Economics, politics faculty shed light on Capitol madness
One of the tangible harms to come from the recent debt ceiling–government shutdown crisis was the continuation of a “cycle of distrust — not just in substance, but in procedure” between political bodies within the U.S. government, according to politics professor John Baughman.
With Democrats and Republicans using the alleged dangers of those crises to offset waning support, and with actual discussion of applicable law buried under circular and inflammatory rhetoric, many observers simply feel duped after that government fiasco.
Baughman spoke as part of an Oct. 23 faculty panel invited by Bates’ new Law and Politics Club to demystify the crisis. Two faculty from the economics department and two from politics drew some 50 earnest students to a basement room in Pettengill to learn about the myths and realities of the government gridlock.
Speaking frankly and with good-humored jadedness, politics professors Baughman and Áslaug Ásgeirsdóttir and economists George Perkins and Paul Shea spent more than an hour deconstructing the situation.
The exchanges between audience and professors were on point but casual. At one point, economics-minded students began asking specific policy questions, prompting another student to ask for a time out so the professors could explain what the government shutdown actually was — and prompting the panelists themselves to laugh at the academic inclination to jump into the esoteric without laying out a basic foundation.
Students wanted to know why the debt ceiling exists, considering that, as Perkins and Shea explained, there is no constitutional basis for it, and how the legislation that caused both the debt ceiling and shutdown crises could be so politicized.

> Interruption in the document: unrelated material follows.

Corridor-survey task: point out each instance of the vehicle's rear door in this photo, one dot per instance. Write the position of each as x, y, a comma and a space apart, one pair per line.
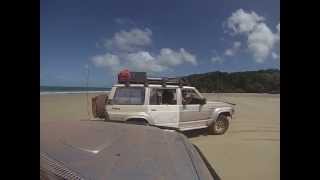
192, 110
163, 107
126, 101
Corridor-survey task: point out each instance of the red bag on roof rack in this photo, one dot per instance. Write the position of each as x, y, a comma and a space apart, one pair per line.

Economist Shea focused on the “complete macroeconomic illiteracy” of an arbitrary debt ceiling. Perkins compared the national financial obligation to the debt of an American of median income level, revealing that the government actually has a lower income-to-debt ratio than the typical citizen.

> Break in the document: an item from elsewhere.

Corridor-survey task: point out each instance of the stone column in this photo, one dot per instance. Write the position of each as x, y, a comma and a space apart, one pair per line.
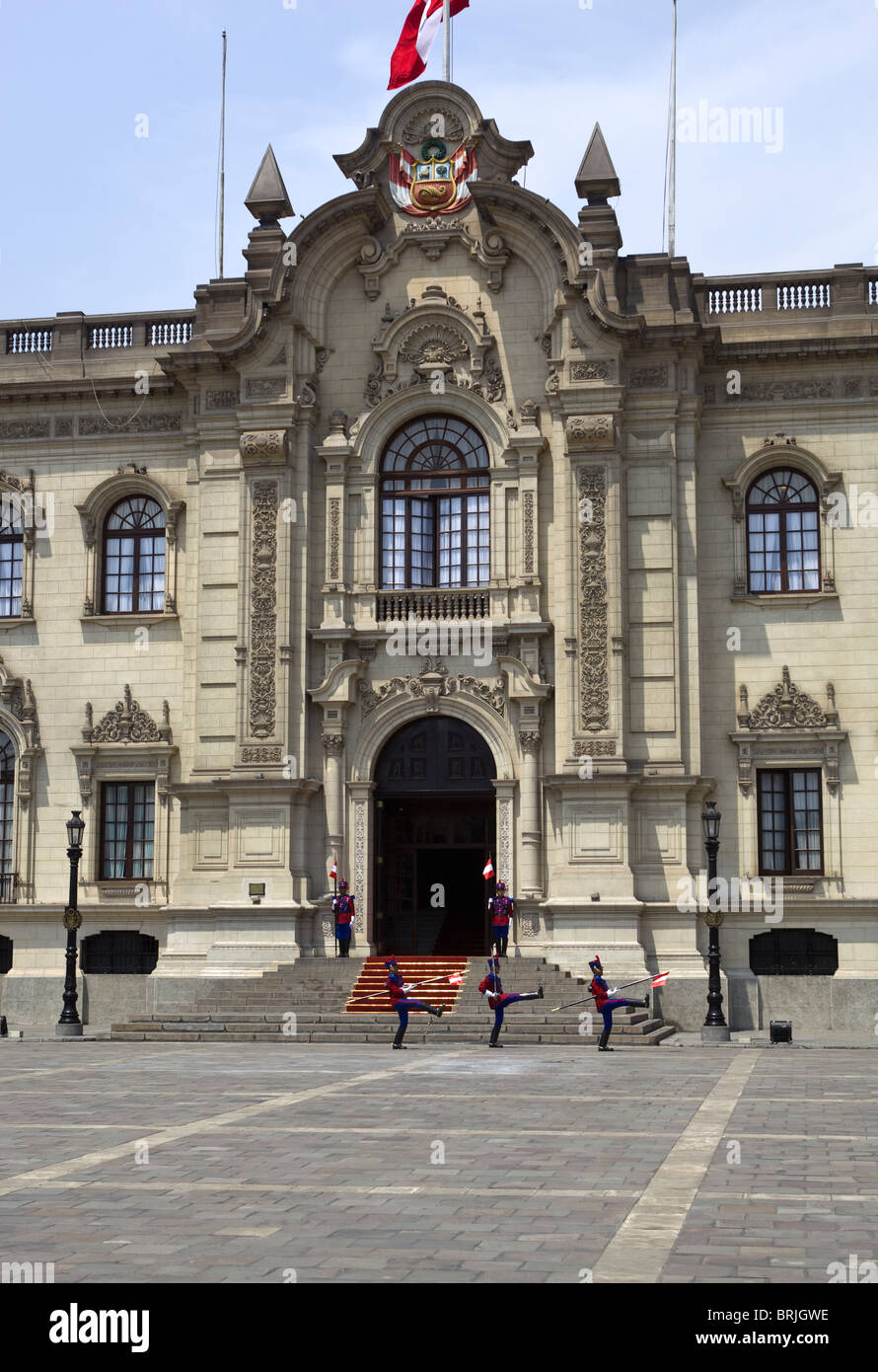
530, 815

The government should actually worry more, he said, about the deflation that results from a lack of incurring debt and investment in infrastructure.
Ásgeirsdóttir and Baughman discussed how each political persuasion took the financial crisis as a tool to garner more support for their side and rouse more rancor for the other, leading not only to a political “zero sum game” but also to day-to-day difficulties for Americans furloughed during the shutdown.
The event succeeded in part because of the faculty’s ease with translating policy and economic theories to colloquial, understandable terms. Each professor clearly believed in the inanity of the conversation about the crisis in the media and within the government. Their mockery of this political tempest surfaced in almost every answer they gave to students, who for the most part responded with humor of their own.
Shea, for example, explained that in essence, the government fabricated a crisis and then produced equally specious responses to that crisis that, in fact, resulted in tangible harm.
Clearly the new Law and Politics Club fulfills a real campus need. Co-founder and treasurer Emily Baumgarten ’16 was moved to start a club at Bates to promote discussions of law and politics in an inquisitive setting that isn’t tied to furthering the campaign of any political candidate.
The October gridlock, all-consuming but confusing, seemed like the ideal opportunity “for non-political people and politics majors alike to come together and discuss current events,” said Baumgarten.
College students are rarely connected to day-to-day political realities, often only having time to get their news from Facebook updates and viral blog posts that are consumed in seconds without any time to critically weigh what is actually happening. The linking of the debt ceiling limit to the government shutdown, all the inflammatory rhetoric and all the false logic left many Bates students angry but completely unclear about the realities of the situation.
In response, the Law and Politics Club created an environment of clarity, learning and decorum about issues often not treated with such grace.